The winner needs no introduction. Altior is still unbeaten over obstacles, subsequently winning the Arkle in 2017 and the Champion Chase in 2018, jumping and bursting to life with an imperial excellence and elegance that has seen him go unmatched since this victory. For a record-breaking race you need a record-breaking winner for which Altior delivers the goods.

The runner-up, Min, chased him home in this year’s Champion Chase but up to that point, he’d only ever been beaten past the post by Altior (Simply Ned was only awarded victory against him in the stewards’ room post-race). He can also claim to be a Group One winner and has a chase rating of 167 which would usually see him clear of reasonable opposition.

Behind this duo, trailed in Buveur D’Air. Only good enough for third behind two novices he has won the last two Champion Hurdles in open company. He may not even have had to improve but has gone undefeated over hurdles since defeat two years ago. No more needs saying.

Further back, Tombstone is a former conqueror of Champion Hurdler Jezki at Grade Two level while Charbel won a handicap chase off 154 recently, suggesting he has a significant touch of class. Yet it is in seventh, eighth, ninth and 13th where more subsequent stars lay in wait.

The first of those, Supasundae, is now an Irish and Punchestown Champion hurdler at the highest level, defeating the “Machine” Faugheen in the first of those. He has also been a winner at the Cheltenham Festival having lifted the Coral Cup in 2017. Top class once more.

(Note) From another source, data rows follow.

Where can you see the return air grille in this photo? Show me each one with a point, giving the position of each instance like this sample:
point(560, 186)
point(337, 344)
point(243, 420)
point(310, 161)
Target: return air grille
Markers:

Just below him came Petit Mouchoir. Third in the 2017 Champion Hurdle he had previously won two Grade Ones in Ireland, beating the mighty Footpad in the latter of those. He has embarked on a career over fences but could continue to be hugely successful in either discipline.

In ninth was North Hill Harvey, a horse who beat the highly promising Sceau Royal over fences at Cheltenham as well as winning the Greatwood handicap hurdle and a Grade Two novice chase to boot. He tragically lost his life when running in the Grand Annual at this year’s festival, a crying shame as he had the potential to reach the top over the larger obstacles.

Last but not least, in 13th came Bellshill, who hadn’t the pace to cope with Altior and co but proved his stamina and ability when landing the small matter of the Punchestown Gold Cup back in April.

Looking back, it really was a stunning line-up for the curtain raiser. Even those who have gone on to achieve less have proven more than effective. All of Mister Miyagi, William H Bonney, Holly Bush Henry, Penglai Pavillion and Silver Concorde have won at least one race since, all of which were of a decent standard.

The final comparison must be made with this year’s event. In producing a late burst to collar Kalashnikov, Summerville Boy earned an RPR (Racing Post Rating) of 156. In finishing third to stablemate Altior, Buveur D’Air achieved an RPR of 157, the winner reaching a supposed mark of 166, almost unheard of for a novice. All 14 who contested 2016’s running achieved a better rating than those who finished 10th or below this year (19 runners).

Between them, the Supreme class of 2016 have won a staggering 56 races since Altior first stormed up the Cheltenham hill. It’s a phenomenal record that looks set to grow and grow during this season and beyond.

If there’s been a race at Cheltenham that betters it in quality, I’d love to see it.